Am I missing any possibility to implement this without using an extra operation using the current cudnn 8 api? If not, maybe the following funtionality could be implemented:
I would suggest to add a way to pass pointers to device memory for the blending constants which are only dereferenced in the actual kernel (so the kernel receives the pointers as arguments, not the values). This way, one could simply reuse the cudnn backend graph and just change the value behind this pointer after each training step.

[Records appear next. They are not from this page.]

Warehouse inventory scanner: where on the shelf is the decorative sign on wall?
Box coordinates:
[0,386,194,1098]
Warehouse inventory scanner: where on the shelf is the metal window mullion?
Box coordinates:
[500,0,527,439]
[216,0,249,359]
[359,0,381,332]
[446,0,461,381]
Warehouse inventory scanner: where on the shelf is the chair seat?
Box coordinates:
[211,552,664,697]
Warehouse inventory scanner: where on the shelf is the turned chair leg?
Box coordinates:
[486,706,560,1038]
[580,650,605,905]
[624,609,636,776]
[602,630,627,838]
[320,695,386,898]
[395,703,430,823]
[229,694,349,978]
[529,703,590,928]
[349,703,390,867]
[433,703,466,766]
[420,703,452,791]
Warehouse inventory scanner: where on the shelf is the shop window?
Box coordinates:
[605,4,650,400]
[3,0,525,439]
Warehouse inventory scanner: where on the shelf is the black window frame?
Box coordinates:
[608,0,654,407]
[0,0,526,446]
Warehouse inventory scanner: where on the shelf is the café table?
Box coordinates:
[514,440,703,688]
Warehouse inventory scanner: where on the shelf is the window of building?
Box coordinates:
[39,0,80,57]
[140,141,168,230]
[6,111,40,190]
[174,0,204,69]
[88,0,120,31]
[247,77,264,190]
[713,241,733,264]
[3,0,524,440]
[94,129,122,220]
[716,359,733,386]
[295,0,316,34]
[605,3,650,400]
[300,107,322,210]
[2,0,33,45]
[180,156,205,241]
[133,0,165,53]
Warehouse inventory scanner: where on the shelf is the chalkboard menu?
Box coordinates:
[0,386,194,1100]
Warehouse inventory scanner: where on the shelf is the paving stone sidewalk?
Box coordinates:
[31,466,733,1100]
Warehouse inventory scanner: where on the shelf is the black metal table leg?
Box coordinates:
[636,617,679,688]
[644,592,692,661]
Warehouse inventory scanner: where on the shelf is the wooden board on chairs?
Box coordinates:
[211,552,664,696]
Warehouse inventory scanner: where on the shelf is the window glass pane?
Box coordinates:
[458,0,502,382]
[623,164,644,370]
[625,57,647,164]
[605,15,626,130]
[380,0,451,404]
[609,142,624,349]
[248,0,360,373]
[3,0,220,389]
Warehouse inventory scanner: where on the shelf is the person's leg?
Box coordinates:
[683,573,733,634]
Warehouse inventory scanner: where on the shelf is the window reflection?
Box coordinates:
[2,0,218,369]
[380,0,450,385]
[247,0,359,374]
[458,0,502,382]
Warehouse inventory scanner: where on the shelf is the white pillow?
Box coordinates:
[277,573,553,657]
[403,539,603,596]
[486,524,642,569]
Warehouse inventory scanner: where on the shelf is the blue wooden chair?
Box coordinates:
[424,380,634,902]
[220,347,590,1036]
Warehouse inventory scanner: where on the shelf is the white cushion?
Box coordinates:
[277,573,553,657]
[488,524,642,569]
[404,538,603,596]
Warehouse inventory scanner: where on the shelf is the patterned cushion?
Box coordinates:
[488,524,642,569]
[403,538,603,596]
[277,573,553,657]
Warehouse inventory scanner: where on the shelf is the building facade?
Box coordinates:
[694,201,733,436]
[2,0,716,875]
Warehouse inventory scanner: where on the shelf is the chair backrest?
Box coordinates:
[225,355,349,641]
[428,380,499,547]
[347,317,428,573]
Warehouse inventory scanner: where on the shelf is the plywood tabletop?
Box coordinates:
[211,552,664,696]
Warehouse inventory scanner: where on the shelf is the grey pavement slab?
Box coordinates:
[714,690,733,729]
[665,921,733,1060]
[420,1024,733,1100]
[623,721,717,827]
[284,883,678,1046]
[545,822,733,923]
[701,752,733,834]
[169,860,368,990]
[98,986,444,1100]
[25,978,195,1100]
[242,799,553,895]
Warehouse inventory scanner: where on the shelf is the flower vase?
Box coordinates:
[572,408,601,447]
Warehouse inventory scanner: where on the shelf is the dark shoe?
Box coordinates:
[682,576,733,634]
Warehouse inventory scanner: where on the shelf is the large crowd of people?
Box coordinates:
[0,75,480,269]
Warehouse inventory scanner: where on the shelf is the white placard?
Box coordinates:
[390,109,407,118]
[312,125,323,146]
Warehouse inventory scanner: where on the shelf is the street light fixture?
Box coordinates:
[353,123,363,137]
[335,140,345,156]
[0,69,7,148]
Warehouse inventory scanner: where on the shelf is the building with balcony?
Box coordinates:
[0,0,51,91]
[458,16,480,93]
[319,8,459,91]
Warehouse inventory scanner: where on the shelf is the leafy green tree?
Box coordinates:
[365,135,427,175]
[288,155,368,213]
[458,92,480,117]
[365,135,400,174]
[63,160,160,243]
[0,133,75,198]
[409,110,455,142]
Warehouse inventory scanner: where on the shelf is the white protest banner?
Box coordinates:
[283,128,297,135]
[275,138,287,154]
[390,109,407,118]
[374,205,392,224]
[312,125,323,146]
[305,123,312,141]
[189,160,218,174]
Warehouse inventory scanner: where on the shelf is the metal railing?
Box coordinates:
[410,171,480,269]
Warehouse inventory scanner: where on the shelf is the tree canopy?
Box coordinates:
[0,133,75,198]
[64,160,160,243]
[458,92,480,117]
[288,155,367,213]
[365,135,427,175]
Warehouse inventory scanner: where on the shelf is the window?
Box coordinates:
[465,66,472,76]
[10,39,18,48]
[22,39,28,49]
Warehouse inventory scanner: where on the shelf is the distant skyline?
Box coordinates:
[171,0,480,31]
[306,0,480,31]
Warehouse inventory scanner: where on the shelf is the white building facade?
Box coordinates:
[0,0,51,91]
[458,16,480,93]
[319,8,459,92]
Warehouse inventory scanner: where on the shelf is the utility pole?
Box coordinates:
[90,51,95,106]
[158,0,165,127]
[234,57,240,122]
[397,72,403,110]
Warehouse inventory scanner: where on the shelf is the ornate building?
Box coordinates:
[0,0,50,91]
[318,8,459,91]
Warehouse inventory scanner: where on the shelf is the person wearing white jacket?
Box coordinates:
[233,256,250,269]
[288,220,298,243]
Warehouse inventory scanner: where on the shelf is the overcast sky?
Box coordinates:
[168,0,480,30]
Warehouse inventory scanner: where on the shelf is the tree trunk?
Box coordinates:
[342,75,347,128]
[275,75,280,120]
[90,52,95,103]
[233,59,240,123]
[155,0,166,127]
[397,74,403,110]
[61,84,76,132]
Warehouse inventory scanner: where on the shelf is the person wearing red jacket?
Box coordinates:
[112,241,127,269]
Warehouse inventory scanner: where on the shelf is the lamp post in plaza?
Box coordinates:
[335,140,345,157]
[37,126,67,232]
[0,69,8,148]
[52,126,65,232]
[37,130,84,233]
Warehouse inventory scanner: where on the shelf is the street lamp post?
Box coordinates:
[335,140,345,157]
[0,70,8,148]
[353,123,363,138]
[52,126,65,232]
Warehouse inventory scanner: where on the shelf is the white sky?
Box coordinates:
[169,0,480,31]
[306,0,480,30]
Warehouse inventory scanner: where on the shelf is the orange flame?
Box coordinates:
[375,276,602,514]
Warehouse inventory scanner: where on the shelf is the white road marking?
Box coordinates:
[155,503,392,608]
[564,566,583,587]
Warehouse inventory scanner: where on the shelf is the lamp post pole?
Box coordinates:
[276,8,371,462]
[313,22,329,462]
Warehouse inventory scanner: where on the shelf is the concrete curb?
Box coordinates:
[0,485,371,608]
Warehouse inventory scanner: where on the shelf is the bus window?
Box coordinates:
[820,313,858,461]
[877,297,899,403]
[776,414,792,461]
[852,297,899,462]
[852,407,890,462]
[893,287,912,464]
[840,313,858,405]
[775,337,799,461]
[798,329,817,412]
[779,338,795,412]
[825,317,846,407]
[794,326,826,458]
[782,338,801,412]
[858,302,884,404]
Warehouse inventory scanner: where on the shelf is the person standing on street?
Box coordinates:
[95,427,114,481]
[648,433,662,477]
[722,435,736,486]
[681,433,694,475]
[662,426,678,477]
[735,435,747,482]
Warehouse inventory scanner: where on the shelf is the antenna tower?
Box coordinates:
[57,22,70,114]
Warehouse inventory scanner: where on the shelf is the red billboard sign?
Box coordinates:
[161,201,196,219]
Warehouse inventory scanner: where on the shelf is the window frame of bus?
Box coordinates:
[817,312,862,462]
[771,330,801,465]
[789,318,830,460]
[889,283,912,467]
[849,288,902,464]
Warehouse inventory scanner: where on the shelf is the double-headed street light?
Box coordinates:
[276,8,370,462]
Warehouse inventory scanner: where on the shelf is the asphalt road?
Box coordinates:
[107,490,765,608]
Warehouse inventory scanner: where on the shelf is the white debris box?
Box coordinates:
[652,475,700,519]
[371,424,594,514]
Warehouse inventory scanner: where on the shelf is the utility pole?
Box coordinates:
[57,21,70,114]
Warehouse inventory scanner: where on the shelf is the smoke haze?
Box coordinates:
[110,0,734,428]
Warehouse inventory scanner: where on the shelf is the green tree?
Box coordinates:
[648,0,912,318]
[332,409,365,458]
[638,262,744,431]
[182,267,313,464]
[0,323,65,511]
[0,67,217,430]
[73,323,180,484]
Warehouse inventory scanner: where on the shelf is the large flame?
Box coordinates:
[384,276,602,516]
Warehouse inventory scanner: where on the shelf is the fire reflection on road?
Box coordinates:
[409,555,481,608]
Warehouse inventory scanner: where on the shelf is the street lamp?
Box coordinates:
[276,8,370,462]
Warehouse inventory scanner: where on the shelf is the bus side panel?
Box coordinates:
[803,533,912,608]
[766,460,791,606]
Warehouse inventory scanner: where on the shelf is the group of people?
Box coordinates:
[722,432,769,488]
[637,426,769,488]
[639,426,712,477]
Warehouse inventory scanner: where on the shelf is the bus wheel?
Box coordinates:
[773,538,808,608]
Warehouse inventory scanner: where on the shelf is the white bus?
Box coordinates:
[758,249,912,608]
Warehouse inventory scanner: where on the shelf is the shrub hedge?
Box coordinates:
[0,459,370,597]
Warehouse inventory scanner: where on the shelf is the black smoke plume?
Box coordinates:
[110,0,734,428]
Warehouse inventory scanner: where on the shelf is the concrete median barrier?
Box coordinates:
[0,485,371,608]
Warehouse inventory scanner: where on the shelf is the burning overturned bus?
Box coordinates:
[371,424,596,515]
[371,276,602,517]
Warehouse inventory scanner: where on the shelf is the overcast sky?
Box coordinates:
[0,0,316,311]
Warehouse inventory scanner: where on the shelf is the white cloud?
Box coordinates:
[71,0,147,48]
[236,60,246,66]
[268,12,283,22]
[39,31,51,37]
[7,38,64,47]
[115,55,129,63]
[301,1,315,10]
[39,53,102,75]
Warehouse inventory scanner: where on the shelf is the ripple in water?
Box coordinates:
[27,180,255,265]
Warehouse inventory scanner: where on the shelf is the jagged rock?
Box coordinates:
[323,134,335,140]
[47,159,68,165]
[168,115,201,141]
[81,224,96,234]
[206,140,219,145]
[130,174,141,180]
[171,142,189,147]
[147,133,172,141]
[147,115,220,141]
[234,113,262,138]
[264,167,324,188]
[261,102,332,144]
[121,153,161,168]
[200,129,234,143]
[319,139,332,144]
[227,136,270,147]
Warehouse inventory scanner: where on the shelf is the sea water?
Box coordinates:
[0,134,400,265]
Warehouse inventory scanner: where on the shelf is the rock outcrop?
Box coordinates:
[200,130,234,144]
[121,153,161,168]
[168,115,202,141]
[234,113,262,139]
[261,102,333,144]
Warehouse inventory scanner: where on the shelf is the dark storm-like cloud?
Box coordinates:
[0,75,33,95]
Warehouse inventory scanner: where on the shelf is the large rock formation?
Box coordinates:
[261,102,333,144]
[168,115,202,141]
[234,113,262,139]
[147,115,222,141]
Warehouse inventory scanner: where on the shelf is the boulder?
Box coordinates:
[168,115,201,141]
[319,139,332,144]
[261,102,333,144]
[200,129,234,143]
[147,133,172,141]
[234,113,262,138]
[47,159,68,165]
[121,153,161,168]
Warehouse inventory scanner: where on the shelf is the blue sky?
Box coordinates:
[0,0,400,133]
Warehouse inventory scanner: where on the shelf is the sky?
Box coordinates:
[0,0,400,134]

Also, the lack of cudnn support for indirection pointers causes other problems, too. For example, I read that cudnn 8 is now fully compatible with the cuda graph api. One might use this for example when building an inference graph with operations not provided by cudnn: One could record cudnn calls for convolutional layers and for example cublas calls for fully connected layers. Whenever one records cudnn calls for the cudnn graph api, all parameters are captured as constants (not only when capturing the backend api but also the front end api). Thus, when building an inference graph with a cudnn call in the first layer it is impossible to change the input memory pointers - so it is not possible to load in multiple input batches onto the gpu in parallel to hide the memory transfer latency as one would have to use the same memory for every batch. This problem arises whenever using a convolution layer as the first layer which is quite common for cnns. Usually, cuda provides a way to only change kernel parameters in graphs using cudaGraphExecKernelNodeSetParams but users have no access to which kernels cudnn acutally uses and the kernel nodes are “black boxes” for the user.
The same fix would apply here: Instead of requiering the users to pass a concrete pointer for the tensors memory, let them pass a indirection pointer (a pointer to this pointer) which is only dereferenced in the kernel itself. That way, on could simply change the input memory after each training step as now it is impossible to use cudnn in cuda graphs if the input memory ever changes.
If I missed any way to implement these operations with the current api, please let me know.